Sibelius est le nom du plus célèbre compositeur finlandais, mais c'est aussi celui d'un logiciel d'édition de partitions, l'un des deux meilleurs qu'on puisse trouver (l'autre étant Finale de MakeMusic qui existe depuis plus longtemps). C'est aussi la success story d'une start-up créée par deux jumeaux qui ont réussi en quelques années à tailler des croupières à leur principal concurrent et à passer du statut d'outsider à celui de référence. Ce succès s'explique avant tout par les qualités du logiciel qui est sans doute l'une des IHM les plus élégantes et les plus efficaces que j'ai jamais utilisé (et je passe plus ou moins mes journées à utiliser ou écrire des logiciels sur toutes les plate-formes depuis 15 ans).

Sibelius a été racheté en 2006 par Avid, un groupe surtout connu comme le vendeur de Pro Tools. Et l'on a appris récemment qu'Avid a licencié toute l'équipe de développement de Sibelius, basé à Londres, à proximité des utilisateurs car Londres demeure la capitale mondiale de la musique pour l'image (cinéma, télévision, publicité). Dans le but de les remplacer par une autre équipe basée en Ukraine apparemment.

Pas besoin d'être un expert de l'industrie du logiciel pour savoir combien cette décision est désastreuse. L'expertise est une chose rare et le capital le plus précieux d'une entreprise de logiciels, bien avant le code source du logiciel lui-même.

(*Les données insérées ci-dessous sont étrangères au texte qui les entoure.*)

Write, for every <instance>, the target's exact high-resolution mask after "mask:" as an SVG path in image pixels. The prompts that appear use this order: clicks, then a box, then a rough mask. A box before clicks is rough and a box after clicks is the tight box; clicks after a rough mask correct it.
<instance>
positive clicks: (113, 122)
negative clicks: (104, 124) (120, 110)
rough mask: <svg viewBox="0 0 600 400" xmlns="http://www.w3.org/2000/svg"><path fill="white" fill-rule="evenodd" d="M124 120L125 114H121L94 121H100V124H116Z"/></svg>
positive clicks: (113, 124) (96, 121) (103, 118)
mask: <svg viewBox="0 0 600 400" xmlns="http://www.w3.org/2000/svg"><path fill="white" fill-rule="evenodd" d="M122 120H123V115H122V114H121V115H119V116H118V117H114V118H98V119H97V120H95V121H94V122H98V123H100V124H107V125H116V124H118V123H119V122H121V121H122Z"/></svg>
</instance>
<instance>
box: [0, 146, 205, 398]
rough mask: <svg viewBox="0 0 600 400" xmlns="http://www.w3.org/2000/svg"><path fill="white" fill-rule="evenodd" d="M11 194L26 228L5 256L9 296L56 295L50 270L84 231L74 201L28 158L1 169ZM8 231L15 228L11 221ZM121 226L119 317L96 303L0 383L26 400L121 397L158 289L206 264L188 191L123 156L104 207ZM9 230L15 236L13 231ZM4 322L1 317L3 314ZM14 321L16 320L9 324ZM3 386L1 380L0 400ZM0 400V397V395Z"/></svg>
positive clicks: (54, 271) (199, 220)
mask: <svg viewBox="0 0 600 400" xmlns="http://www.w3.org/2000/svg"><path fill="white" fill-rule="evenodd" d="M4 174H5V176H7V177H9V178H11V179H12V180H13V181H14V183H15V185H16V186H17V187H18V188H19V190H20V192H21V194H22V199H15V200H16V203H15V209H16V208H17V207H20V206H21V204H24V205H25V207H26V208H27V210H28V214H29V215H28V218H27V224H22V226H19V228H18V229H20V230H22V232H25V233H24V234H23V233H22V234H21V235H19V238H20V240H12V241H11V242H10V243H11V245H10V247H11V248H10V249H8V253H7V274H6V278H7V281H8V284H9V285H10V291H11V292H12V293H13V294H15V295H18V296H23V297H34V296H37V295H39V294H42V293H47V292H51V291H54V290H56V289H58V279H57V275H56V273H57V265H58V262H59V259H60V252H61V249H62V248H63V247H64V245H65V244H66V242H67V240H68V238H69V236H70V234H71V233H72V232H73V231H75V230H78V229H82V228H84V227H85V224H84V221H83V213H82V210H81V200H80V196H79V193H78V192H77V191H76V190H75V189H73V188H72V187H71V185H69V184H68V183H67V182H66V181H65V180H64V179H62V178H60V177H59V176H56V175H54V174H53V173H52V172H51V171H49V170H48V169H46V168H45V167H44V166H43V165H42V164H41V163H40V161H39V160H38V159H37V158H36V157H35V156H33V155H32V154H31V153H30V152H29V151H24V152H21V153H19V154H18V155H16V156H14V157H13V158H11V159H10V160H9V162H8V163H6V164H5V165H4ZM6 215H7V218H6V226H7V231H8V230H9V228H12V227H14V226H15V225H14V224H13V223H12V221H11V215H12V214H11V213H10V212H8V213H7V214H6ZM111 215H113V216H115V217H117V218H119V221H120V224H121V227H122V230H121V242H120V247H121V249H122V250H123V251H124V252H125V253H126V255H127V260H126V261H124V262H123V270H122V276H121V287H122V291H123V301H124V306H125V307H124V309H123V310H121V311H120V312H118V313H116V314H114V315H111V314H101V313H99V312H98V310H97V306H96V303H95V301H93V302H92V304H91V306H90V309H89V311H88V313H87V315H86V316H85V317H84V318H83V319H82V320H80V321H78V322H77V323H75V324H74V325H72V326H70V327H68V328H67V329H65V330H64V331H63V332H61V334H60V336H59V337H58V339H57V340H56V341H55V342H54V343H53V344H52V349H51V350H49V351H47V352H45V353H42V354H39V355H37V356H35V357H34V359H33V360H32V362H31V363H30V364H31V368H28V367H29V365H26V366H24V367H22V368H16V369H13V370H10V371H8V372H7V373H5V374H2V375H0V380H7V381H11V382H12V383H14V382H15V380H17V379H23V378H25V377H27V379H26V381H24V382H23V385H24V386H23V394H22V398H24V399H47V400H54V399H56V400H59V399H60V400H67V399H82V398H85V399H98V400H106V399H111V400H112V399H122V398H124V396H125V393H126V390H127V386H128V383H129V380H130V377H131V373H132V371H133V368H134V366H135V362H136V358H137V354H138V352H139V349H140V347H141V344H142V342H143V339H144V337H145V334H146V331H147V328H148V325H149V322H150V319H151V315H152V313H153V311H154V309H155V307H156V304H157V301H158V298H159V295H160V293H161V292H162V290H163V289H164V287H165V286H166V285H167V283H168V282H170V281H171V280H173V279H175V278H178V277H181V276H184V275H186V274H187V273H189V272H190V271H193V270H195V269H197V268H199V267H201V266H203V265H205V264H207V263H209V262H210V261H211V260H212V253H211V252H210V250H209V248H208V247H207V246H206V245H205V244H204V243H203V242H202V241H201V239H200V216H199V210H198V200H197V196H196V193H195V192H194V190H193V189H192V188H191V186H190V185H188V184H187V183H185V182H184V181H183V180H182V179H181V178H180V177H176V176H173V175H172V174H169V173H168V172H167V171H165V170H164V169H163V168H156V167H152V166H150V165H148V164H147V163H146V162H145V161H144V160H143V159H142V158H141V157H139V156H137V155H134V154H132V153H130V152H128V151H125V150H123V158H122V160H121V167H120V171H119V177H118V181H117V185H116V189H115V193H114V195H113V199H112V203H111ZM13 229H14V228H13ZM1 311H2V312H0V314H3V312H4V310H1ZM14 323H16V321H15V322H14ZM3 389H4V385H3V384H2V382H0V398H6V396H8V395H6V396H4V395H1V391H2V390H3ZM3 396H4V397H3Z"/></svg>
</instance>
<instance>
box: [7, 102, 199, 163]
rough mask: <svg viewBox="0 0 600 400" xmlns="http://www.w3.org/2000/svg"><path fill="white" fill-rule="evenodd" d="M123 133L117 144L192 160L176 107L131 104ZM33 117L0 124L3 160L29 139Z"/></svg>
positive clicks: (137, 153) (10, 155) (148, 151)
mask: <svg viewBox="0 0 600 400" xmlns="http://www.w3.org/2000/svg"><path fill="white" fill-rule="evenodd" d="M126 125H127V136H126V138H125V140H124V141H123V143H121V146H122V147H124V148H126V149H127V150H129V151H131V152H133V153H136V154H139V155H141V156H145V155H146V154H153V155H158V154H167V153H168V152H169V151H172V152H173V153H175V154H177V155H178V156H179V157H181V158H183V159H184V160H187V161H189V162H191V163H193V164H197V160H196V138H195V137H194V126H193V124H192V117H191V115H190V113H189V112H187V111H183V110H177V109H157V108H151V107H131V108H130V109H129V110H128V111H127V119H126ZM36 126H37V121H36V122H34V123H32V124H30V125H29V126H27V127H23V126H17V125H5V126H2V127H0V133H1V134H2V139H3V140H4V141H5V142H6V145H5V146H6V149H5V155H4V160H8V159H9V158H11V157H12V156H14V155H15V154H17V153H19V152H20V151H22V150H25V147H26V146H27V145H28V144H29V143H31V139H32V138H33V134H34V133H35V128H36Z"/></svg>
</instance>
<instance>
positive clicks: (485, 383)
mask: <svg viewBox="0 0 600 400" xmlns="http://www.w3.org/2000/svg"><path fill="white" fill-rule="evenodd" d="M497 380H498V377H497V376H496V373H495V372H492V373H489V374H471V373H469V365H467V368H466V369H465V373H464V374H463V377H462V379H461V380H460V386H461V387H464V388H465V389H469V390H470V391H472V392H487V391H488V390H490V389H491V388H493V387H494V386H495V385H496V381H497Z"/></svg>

Il ne suffit pas de trouver des gens diplômés et expérimentés pour monter une bonne équipe, et il ne suffit pas d'avoir une bonne équipe pour développer un bon logiciel. Les logiciels sont des produits d'une telle complexité qu'on a vu bien souvent des projets coûtant des années et des millions déboucher sur des produits tout juste bons à jeter. Les anecdotes de ce genre abondent dans l'industrie du logiciel, et comme tout développeur tant soit peu senior j'ai connu un certain nombre de projets qui sont allés dans le mur dans mon entourage professionnel immédiat.

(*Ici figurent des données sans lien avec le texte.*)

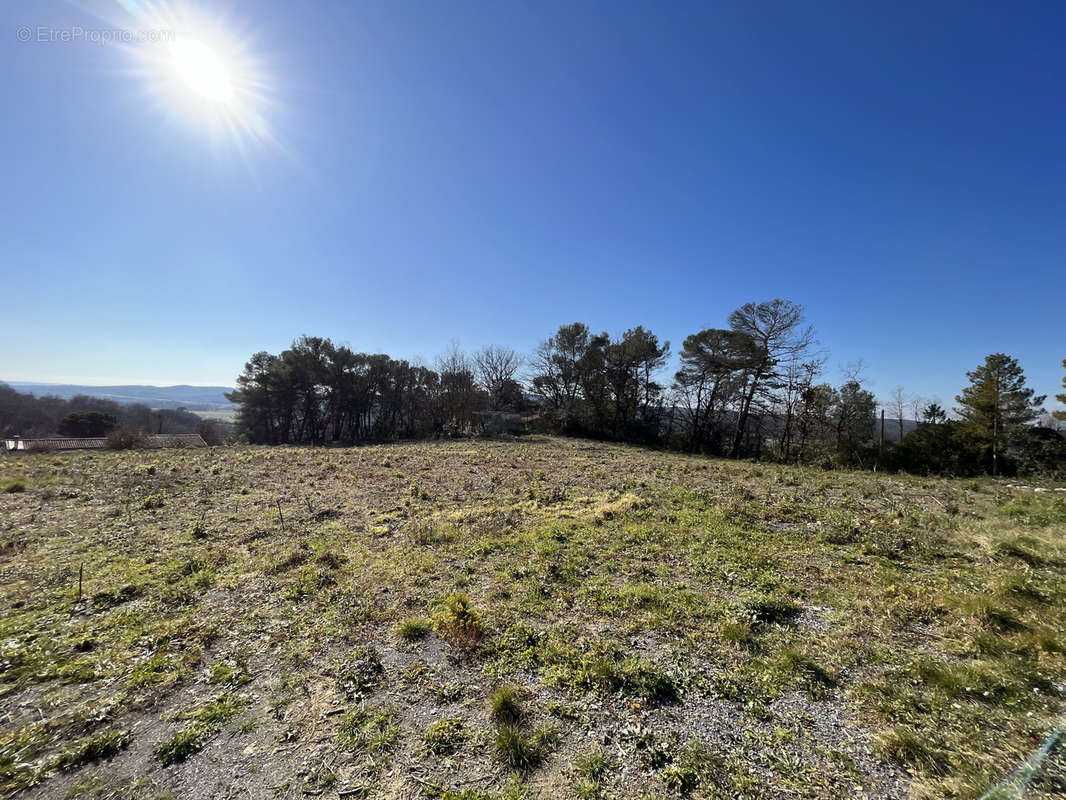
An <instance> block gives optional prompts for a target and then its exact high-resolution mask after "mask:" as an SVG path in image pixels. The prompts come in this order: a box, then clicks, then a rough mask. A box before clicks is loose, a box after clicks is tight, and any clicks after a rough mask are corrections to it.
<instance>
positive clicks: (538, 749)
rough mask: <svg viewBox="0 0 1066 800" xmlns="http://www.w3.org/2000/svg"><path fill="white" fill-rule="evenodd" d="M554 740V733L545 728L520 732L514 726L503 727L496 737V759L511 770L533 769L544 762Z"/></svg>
mask: <svg viewBox="0 0 1066 800" xmlns="http://www.w3.org/2000/svg"><path fill="white" fill-rule="evenodd" d="M555 740H556V735H555V732H554V731H552V730H550V729H547V727H538V729H534V730H533V731H522V730H521V729H519V727H517V726H515V725H503V726H502V727H501V729H500V731H499V733H497V735H496V746H495V752H496V757H497V759H498V761H499V762H500V763H501V764H503V765H504V766H507V767H511V769H516V770H524V769H533V768H534V767H536V766H539V764H540V762H543V761H544V758H545V756H546V755H547V754H548V753H549V751H550V750H551V749H552V747H553V746H554V743H555Z"/></svg>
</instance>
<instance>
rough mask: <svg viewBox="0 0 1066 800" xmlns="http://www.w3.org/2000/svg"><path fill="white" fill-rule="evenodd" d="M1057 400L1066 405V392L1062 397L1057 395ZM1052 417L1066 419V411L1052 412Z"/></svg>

En supposant qu'Avid trouve des développeurs compétents en Ukraine (ce qui est fort possible) ces ingénieurs vont créer deux bugs à chaque fois qu'ils essaieront d'en corriger un, simplement parce qu'ils ne maîtriseront pas les subtilités du code source. De plus ils souffriront d'éloignement par rapport aux utilisateurs et risquent de passer du temps sur des fonctionnalités que personne ne réclame tout en négligeant les bugs qui font râler tous les utilisateurs. Une des grandes qualités de Daniel Spreadbury et son équipe était la proximité avec les utilisateurs, notamment par le biais des forums du support technique.

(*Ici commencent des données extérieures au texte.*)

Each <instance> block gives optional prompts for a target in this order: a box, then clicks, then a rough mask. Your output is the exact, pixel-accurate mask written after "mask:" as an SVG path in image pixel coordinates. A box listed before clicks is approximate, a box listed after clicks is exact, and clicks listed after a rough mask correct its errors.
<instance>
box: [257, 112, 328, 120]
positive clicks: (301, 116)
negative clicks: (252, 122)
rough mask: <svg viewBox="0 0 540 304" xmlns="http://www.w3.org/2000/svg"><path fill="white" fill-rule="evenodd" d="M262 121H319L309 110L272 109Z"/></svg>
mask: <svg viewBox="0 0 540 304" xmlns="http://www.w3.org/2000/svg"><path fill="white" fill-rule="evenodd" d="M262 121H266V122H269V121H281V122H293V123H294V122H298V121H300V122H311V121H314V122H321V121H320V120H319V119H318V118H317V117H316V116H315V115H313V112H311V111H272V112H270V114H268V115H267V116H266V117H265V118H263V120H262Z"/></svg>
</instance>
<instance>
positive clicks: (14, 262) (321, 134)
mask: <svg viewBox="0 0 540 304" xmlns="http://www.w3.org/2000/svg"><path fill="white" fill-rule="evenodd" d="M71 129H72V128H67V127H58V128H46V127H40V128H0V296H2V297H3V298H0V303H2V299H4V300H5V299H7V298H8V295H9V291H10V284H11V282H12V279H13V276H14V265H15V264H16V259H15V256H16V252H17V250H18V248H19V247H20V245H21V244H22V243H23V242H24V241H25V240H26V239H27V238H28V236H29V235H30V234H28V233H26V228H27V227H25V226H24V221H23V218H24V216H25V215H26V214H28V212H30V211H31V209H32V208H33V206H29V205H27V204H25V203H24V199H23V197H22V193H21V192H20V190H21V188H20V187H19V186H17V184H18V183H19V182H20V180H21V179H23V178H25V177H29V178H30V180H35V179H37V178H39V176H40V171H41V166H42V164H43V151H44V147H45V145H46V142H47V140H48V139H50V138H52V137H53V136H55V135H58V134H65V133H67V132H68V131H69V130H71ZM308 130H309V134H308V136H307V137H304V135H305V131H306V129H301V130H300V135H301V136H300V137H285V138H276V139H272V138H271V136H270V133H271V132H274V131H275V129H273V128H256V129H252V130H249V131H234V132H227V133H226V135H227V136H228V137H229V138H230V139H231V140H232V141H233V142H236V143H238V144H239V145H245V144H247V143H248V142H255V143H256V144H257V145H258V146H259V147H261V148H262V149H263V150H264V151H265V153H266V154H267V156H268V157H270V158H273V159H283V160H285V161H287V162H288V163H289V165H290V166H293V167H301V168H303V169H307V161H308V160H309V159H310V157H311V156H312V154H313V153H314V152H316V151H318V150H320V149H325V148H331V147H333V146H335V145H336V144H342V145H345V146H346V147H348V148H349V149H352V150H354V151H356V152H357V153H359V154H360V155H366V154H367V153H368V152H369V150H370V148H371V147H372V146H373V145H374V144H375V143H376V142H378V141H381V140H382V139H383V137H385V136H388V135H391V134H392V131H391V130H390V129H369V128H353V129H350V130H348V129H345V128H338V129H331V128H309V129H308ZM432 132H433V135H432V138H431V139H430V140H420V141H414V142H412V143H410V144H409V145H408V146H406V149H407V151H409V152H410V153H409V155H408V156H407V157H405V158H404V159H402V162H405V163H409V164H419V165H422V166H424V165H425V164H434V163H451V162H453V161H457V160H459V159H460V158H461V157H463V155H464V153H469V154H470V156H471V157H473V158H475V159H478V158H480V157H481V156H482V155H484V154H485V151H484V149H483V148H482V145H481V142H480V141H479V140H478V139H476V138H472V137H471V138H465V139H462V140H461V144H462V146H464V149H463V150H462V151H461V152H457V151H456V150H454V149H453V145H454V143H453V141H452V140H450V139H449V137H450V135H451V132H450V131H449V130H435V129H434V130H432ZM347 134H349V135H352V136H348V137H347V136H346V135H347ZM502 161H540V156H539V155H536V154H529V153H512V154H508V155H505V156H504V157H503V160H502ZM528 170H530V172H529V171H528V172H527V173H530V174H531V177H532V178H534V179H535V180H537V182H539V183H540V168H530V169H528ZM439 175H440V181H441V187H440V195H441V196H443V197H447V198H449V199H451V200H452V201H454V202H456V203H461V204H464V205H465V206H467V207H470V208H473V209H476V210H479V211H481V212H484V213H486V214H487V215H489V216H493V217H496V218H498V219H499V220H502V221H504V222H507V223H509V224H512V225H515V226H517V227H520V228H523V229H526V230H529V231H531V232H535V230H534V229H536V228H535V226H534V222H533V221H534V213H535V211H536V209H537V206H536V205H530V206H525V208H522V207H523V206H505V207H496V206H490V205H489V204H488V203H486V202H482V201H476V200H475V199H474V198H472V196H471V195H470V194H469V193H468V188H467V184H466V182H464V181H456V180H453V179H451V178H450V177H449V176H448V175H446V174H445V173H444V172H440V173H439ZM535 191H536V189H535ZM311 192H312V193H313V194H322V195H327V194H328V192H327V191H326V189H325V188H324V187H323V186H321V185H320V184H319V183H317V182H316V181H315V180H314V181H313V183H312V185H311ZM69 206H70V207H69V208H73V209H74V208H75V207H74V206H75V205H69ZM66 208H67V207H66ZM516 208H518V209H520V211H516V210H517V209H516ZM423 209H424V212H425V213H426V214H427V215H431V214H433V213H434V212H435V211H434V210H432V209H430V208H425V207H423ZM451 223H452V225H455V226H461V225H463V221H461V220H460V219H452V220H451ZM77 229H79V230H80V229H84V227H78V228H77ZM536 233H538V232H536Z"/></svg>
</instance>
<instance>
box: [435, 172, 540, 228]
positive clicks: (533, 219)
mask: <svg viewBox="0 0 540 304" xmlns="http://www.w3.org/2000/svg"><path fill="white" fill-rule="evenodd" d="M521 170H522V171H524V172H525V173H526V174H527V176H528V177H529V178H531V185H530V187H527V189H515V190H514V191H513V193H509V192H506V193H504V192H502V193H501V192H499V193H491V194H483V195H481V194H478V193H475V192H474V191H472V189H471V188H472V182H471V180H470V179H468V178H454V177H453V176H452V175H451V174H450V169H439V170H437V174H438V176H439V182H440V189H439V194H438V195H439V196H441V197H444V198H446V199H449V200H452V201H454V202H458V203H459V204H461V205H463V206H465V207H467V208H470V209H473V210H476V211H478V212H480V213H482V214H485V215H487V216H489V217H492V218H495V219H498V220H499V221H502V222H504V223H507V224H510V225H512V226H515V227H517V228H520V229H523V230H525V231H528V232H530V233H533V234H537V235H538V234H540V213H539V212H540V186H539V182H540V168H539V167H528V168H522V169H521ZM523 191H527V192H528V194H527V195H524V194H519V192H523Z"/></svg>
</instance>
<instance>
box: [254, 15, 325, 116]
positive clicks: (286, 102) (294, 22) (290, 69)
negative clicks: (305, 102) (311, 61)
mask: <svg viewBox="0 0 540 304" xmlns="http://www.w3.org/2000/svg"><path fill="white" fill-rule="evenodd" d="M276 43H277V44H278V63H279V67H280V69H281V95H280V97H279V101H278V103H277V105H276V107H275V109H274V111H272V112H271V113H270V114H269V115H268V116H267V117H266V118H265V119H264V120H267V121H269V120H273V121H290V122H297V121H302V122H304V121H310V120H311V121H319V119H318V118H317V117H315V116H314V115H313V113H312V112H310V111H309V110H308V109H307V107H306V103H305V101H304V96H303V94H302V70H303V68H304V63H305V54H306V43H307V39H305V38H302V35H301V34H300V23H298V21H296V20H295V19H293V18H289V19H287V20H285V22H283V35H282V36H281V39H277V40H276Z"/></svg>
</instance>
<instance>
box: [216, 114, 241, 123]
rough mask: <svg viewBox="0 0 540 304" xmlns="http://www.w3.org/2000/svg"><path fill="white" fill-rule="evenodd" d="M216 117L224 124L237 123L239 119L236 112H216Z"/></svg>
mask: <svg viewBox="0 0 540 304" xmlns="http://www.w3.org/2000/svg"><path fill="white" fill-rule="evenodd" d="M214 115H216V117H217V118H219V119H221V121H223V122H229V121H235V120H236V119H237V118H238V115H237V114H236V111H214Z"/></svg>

Il y a donc tout à craindre que les prochaines versions de Sibelius ressemblent à celles de Pro Tools: à part le numéro de version, le support ce nouveaux matériels ou systèmes d'exploitation, aucune nouveauté à attendre et des bugs qui ne seront jamais corrigés. On peut même raisonnablement attendre qu'avec l'entropie naturelle que j'ai mentionné le produit devienne de plus en plus buggué avec le temps.

Sans même parler de l'aspect moral (mettre à la porte une équipe ayant connu une réussite aussi impressionnante et produit un logiciel des plus rentables) c'est donc une décision de management catastrophique, une balle dans le pied, mais tirée avec un lance-roquette. Au point de susciter la colère des utilisateurs qui se sont regroupés sur des sites internet comme sibeliususers.org ou sur facebook pour faire savoir leur inquiétude au management d'Avid. A bon entendeur...

Commentaires

1. Le vendredi 17 août 2012, 21:49 par Michel

Peut-être est-il temps de passer à une solution libre ... Ça va laisser de la place à musescore, mais il reste encore le problème des instruments (http://www.nilsgey.de/2012/08/16/op...)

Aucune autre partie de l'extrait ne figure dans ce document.